Child Custody Modification
Other requests require a preponderance of the evidence to show that the child’s welfare requires the modification. Cal Rules of Ct 5.570(h)(1)(D). For example, if the department seeks to remove a child from de facto parents, the preponderance of the evidence standard is used instead of the clear and convincing standard, because de facto parents do not have the same rights as parents or legal guardians. In re M.V. (2006) 146 CA4th 1048, 1059. See Cal Rules of Ct 5.570(h)(1)(D).

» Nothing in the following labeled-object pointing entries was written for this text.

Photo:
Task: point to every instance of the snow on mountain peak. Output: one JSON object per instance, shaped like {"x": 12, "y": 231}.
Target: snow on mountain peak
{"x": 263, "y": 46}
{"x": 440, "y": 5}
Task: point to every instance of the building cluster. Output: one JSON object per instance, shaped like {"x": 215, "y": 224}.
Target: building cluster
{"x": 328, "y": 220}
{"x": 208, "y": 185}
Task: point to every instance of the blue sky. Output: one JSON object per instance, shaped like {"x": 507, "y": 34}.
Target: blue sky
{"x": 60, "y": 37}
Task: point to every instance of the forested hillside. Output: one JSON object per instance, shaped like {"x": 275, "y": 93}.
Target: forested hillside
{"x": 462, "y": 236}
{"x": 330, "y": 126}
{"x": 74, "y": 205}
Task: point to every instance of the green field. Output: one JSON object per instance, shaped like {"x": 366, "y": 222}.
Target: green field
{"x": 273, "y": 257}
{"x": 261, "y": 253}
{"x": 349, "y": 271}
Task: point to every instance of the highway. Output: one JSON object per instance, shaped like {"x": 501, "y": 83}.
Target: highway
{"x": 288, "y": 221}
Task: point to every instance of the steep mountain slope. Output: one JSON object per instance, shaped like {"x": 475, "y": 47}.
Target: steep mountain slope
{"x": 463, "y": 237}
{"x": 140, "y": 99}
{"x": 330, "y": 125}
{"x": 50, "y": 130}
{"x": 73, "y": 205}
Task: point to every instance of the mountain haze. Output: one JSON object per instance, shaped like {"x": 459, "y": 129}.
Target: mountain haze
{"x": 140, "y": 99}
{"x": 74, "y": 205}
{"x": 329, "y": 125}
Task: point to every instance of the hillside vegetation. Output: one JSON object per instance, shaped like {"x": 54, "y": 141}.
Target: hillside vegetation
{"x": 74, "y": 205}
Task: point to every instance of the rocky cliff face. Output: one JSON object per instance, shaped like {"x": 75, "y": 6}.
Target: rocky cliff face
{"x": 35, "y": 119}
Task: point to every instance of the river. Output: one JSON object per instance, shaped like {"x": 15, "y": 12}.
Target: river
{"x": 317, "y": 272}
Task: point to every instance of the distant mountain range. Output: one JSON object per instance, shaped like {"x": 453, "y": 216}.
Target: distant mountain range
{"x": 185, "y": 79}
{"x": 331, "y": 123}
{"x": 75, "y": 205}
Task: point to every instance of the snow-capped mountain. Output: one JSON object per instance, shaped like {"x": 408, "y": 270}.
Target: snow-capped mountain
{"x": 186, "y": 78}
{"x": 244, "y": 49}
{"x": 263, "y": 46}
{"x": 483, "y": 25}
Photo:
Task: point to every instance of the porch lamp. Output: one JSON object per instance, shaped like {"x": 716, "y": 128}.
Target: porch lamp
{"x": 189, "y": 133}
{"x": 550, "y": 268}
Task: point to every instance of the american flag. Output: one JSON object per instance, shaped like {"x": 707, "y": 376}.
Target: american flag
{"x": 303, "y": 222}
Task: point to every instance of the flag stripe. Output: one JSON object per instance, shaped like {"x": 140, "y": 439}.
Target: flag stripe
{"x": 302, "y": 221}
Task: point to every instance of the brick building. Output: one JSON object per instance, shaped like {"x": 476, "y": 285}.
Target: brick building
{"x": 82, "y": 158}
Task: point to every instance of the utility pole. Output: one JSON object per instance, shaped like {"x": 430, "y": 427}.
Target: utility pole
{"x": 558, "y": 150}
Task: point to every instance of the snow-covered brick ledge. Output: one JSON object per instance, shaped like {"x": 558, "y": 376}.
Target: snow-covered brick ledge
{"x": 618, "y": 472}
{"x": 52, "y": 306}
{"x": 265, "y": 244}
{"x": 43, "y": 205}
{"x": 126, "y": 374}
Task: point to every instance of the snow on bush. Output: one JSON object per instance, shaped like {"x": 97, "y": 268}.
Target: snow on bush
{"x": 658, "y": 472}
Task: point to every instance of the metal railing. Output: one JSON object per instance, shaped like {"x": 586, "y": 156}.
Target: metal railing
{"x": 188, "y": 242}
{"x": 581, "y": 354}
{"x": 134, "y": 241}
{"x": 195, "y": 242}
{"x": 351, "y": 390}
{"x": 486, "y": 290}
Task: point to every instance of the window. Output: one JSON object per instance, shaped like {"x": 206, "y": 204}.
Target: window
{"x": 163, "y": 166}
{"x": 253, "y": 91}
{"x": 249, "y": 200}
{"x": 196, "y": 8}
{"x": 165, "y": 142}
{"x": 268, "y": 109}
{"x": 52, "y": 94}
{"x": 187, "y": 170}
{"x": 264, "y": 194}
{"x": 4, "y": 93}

The petitioner for modification has the burden of showing by a preponderance of the evidence that the modification is warranted. Cal Rules of Ct 5.570(h)(1)(D); In re Jasmon O. (1994) 8 C4th 398, 415; Nahid H. v Superior Court (1997) 53 CA4th 1051, 1068. See In re Kimberly F. (1997) 56 CA4th 519, 527. When the department seeks to terminate a parent’s visitation rights, the court must decide whether visitation would be detrimental to the child by using the preponderance of the evidence standard. In re D.B. (2013) 217 CA4th 1080, 1089 (standard applied at post reunification phase); In re Manolito L. (2001) 90 CA4th 753, 760 (standard applied pending selection and implementation hearing). The grounds on which the court may grant a Welfare & Institutional Code §388 petition are articulated in Cal Rules of Ct 5.570(e).